Americah Pharoah is at Ashford Stud, where standout broodmares arrive for him every day. Racing is left to soldier on without its hero.
Will the at-long-last Triple Crown win, which bumped Affirmed and his people from trivia-game hell, usher in a new era of Triple Crown winners? Affirmed (1978) followed Seattle Slew (1977) and Secretariat in a string of three for that decade. Near-sweeps also occurred in 1979 (Spectacular Bid) and 1971 (Canonero II) to give the decade a sense of Triple Crown regularity. Maybe the same awaits the second half of the 2010s.
Like Baltimore, racing seems a bit calmer since the 2015 Preakness.
The Maryland Jockey Club keeps upgrading its facilities, and discussions frequently fly about a “new” version of Pimlico, at Old Hilltop or somewhere else. In April, Maryland’s state legislature passed a bill authorizing lottery funds to help revive the Washington, D.C., International turf race and explore the creation of a $500,000 Maryland-bred (or sired) bonus on the Preakness. Bring it.
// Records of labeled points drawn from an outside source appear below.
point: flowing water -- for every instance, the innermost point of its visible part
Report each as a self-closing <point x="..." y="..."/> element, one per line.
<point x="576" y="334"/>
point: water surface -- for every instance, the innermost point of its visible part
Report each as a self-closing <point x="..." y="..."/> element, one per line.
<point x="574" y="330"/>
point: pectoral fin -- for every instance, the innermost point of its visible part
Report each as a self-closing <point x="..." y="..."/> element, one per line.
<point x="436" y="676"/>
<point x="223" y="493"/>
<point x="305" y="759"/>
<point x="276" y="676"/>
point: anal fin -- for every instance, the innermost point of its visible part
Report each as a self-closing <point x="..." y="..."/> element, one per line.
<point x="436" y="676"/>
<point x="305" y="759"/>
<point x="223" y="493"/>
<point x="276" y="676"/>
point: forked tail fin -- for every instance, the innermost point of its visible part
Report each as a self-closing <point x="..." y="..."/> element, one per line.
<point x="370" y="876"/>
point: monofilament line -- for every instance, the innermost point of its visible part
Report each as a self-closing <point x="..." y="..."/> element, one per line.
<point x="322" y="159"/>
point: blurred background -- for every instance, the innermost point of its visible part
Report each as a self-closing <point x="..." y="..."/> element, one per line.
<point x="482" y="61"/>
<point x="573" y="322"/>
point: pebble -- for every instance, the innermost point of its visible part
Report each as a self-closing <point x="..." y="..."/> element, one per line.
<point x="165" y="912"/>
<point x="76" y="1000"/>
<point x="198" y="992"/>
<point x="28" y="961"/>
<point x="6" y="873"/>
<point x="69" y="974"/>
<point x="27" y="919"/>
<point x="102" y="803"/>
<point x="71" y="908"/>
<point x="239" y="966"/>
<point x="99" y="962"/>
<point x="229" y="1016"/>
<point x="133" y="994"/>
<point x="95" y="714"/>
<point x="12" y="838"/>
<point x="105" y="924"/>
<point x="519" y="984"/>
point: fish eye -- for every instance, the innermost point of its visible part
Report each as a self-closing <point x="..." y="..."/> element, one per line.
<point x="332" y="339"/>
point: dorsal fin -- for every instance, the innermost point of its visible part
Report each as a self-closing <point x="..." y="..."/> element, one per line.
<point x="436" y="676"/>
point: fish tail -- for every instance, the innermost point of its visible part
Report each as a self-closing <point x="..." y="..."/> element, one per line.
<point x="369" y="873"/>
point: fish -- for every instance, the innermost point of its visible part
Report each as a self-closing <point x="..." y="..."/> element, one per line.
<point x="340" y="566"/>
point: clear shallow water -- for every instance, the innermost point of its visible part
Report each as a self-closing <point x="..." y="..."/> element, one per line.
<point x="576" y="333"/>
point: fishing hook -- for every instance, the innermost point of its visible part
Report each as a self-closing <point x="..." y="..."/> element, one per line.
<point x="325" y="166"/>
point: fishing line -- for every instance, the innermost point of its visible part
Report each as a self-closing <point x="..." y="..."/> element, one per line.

Nationally, pari-mutuel handle increased in 2015 after two years of decreases and the foal crop seems to have stabilized at about half what it was in 1990.
Again, like Baltimore I’m sure, unrest exists under the surface.
Medication reform tops the list and will likely stay there for some time. I’m for national uniformity, but also for sensible and scientific threshold levels that inspire confidence, not more questions. As importantly, I’m for tougher penalties for violators. Racing should be tired of the status quo when it comes to trainers with lengthy suspensions simply turning horses over to assistants or trainers in name only. Owners who support such activity should be ashamed.
Horse welfare, slots legislation, overlapping racing dates and the endless push and pull between what’s good for the top versus what’s good for the bottom of the game vie for spots on the list as well.
The magic will always come from performances on the racetrack, however, and that will never change. Just ask anyone at the Preakness.